Anna miraba a Erica inquisitiva, pero, al ver la expresión de horror de su hermana, añadió:

—O no, mejor no.

—No, ¡por Dios! Dejemos a mi suegra al margen, en la medida de lo posible. Si ella pudiera intervenir, organizaría esta boda como si fuera su fiesta particular. Si supieras la de sugerencias con las que ya nos ha venido «con la mejor de las intenciones», como se empeña en añadir siempre. ¿Sabes lo que dijo cuando le contamos lo de la boda?

—No, cuenta —respondió Anna llena de curiosidad.

—Ni siquiera empezó diciendo «¡Qué bien! ¡Enhorabuena!», ni nada parecido, sino que nos soltó cinco razones por las que este matrimonio era un error.
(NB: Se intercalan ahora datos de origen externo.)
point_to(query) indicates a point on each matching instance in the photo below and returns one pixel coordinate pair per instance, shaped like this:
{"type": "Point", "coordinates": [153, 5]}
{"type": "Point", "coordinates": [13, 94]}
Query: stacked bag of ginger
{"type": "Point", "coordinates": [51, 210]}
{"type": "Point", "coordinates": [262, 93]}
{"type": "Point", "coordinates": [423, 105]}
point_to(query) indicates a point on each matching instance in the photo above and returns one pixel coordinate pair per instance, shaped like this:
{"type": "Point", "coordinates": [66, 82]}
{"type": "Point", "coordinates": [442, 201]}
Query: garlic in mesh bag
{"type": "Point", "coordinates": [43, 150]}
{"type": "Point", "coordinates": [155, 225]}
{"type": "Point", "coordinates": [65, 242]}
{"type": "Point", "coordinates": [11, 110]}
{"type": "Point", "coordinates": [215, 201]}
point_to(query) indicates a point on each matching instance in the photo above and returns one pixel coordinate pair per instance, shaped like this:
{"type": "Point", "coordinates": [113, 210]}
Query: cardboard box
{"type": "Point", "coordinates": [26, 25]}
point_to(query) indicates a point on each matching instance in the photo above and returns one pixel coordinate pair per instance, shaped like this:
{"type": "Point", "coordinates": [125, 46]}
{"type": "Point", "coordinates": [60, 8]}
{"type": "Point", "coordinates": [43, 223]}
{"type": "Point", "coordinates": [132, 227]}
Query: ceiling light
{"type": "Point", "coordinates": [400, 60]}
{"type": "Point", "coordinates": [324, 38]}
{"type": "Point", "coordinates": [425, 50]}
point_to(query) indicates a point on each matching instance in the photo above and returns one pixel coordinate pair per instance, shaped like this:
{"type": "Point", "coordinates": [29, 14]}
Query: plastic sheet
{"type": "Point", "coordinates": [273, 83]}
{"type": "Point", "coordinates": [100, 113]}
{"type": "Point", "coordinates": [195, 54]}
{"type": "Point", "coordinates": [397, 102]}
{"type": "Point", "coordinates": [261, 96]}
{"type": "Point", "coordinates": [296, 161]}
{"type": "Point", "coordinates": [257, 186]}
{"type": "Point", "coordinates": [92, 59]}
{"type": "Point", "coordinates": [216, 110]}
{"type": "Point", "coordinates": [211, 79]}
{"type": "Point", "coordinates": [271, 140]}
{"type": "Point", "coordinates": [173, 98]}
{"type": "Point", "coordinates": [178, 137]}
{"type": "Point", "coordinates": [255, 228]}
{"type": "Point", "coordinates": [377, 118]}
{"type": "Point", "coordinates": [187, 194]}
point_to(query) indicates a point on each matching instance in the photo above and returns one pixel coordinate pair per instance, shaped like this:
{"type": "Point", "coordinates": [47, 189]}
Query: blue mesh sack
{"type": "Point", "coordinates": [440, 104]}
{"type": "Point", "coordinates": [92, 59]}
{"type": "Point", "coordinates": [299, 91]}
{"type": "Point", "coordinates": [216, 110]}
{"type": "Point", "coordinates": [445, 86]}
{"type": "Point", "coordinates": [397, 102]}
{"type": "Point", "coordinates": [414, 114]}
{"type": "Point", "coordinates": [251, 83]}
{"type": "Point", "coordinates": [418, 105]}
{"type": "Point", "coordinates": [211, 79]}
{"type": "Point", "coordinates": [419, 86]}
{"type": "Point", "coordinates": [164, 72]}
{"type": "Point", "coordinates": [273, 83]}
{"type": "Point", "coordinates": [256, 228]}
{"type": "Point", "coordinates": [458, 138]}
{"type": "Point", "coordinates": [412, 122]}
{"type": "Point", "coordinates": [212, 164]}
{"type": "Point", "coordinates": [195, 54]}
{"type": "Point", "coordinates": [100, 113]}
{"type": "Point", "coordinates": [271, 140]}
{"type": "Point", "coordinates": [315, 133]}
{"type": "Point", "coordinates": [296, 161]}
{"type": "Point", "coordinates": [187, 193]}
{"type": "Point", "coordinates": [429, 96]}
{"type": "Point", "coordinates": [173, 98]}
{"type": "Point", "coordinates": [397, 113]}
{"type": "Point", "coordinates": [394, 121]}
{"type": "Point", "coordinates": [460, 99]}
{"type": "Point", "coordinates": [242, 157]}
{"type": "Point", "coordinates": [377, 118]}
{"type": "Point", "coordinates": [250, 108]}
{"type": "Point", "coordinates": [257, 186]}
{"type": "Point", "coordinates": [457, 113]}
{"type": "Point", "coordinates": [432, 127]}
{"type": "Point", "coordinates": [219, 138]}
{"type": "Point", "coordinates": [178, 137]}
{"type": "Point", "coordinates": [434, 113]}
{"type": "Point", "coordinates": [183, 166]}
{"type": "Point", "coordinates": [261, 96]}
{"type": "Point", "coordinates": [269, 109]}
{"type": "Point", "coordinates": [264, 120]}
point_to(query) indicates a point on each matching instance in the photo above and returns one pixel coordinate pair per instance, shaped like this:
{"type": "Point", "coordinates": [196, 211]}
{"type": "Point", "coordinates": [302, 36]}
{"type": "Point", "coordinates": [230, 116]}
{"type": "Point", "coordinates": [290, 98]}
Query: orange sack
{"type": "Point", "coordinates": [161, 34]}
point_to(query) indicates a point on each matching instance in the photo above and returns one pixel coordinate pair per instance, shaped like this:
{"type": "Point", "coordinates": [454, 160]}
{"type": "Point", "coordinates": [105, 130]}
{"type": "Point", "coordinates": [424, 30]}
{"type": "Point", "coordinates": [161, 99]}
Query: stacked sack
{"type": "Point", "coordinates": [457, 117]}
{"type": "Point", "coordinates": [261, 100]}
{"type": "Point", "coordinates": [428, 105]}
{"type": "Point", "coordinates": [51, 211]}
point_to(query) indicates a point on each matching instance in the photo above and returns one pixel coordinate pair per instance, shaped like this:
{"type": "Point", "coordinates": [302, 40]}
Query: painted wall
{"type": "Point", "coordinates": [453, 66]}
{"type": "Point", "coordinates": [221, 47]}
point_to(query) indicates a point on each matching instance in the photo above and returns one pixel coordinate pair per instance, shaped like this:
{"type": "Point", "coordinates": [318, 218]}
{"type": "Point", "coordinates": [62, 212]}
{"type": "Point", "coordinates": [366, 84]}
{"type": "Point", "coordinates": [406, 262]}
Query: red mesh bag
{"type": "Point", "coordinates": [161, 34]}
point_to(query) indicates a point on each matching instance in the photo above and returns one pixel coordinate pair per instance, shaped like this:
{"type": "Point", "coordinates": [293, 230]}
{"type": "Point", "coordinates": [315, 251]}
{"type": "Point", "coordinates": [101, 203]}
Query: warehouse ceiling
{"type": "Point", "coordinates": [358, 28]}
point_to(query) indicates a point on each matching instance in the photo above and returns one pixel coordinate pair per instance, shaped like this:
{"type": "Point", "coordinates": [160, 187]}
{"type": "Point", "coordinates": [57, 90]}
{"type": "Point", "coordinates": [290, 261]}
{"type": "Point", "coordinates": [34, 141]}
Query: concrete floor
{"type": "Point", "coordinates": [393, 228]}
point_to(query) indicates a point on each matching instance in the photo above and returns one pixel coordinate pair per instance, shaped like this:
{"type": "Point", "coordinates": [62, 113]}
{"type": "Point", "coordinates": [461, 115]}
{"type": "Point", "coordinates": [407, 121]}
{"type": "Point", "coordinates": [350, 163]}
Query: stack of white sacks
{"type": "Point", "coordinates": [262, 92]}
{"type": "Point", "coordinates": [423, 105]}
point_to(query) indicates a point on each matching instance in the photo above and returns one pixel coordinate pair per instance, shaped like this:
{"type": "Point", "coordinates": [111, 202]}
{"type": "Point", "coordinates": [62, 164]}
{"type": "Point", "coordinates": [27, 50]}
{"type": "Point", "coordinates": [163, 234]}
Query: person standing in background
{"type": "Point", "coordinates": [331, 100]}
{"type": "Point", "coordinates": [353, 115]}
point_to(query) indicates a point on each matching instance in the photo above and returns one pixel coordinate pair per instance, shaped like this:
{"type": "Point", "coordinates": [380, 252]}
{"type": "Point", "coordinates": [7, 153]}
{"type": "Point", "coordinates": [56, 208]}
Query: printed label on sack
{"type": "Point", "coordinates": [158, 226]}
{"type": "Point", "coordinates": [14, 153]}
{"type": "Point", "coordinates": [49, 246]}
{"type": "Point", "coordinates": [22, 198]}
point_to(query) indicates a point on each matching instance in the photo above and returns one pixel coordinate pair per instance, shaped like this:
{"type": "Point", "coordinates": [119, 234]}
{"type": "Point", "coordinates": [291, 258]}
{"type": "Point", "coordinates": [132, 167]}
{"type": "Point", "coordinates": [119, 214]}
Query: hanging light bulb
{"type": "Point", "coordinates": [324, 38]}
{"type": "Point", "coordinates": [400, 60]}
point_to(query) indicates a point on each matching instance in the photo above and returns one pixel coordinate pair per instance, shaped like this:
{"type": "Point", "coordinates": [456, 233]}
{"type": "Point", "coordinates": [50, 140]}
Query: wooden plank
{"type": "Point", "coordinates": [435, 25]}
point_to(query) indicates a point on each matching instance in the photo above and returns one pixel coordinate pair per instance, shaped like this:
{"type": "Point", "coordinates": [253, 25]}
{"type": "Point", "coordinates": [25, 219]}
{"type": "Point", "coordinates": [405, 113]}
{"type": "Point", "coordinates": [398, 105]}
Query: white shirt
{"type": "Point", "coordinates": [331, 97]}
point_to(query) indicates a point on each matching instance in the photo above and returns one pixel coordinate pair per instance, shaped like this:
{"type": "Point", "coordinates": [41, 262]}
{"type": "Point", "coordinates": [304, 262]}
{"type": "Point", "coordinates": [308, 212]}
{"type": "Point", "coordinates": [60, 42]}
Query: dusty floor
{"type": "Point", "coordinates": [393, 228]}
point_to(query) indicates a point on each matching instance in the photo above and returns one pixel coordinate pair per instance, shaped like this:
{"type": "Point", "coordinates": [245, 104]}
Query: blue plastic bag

—¡Maravilloso! —rió Anna—. Típico de Kristina. Y dime, ¿cuáles eran esas razones?

Erica se acercó a coger a Maja que, muy decidida, había empezado a trepar por la escalera. Aún no habían comprado una barrera.

—Pues verás. En primer lugar, era demasiado pronto celebrar la boda para Pentecostés. Según ella, necesitaríamos un año por lo menos para prepararla. Además, no le gusta que queramos tener una ceremonia discreta, con un máximo de sesenta invitados, porque entonces no podrían venir ni la tía Agda, ni la tía Berta, ni la tía Rut, o como se llamen todas ellas. Y ten en cuenta que no son tías de Patrik, sino tías de Kristina... a las que Patrik vio una vez cuando tenía cinco años, o algo así.